Soort freesbewerking. Er wordt rekening gehouden met de spilrotatierichting:

+1 = meelopend frezen

–1 = tegenlopend frezen

PREDEF: de besturing neemt de waarde van een GLOBAL DEF-regel over

(wanneer u 0 invoert, vindt de bewerking meelopend plaats)

Invoer: –1, 0, +1 Alternatief PREDEF

CYC_251_1

Q201 Diepte?

Afstand werkstukoppervlak – bodem van de sleuf. De waarde werkt incrementeel.
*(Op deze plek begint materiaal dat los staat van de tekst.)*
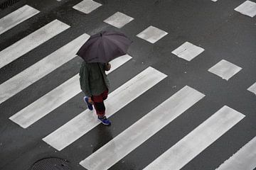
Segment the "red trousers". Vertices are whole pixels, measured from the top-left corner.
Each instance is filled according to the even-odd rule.
[[[92,100],[93,101],[93,106],[96,110],[97,115],[102,117],[105,115],[105,106],[104,105],[104,101],[107,99],[108,94],[108,90],[103,91],[99,96],[92,96]]]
Invoer: –99999,9999...+99999,9999

Q202 Diepteverplaatsing?

Maat waarmee het gereedschap telkens wordt verplaatst. Waarde groter dan 0 invoeren. De waarde werkt incrementeel.

Invoer: 0...99999,9999

Q369 Overmaat voor dieptenabewerking?

Overmaat voor nabewerking voor de diepte. De waarde werkt incrementeel.

Invoer: 0...99999,9999

Q206 Aanzet diepteverplaatsing?

Verplaatsingssnelheid van het gereedschap bij het verplaatsen naar diepte in mm/min

Invoer: 0...99999.999 alternatief FAUTO, FU, FZ

Q338 Verplaatsing nabewerking?

Maat waarmee het gereedschap bij de nabewerking in de spilas wordt verplaatst.

Q338=0: nabewerken in een verplaatsing

De waarde werkt incrementeel.

Invoer: 0...99999,9999

Cycl_250

Q200 Veiligheidsafstand?

Afstand tussen gereedschapspunt en werkstukoppervlak. De waarde werkt incrementeel.

Invoer: 0...99999,9999 Alternatief PREDEF

Q203 Coörd. werkstukoppervlakte?

Coördinaat van het werkstukoppervlak met betrekking tot het actieve nulpunt. De waarde werkt absoluut.

Invoer: –99999,9999...+99999,9999

Q204 2e veiligheidsafstand?

Coördinaat spilas waarin een botsing tussen het gereedschap en het werkstuk (spanmiddel) uitgesloten is. De waarde werkt incrementeel.

Invoer: 0...99999,9999 Alternatief PREDEF

Q366 Insteek strategie (0/1/2)?

Soort insteekstrategie:

0 = loodrecht insteken. De insteekhoek ANGLE in de gereedschapstabel wordt niet verwerkt.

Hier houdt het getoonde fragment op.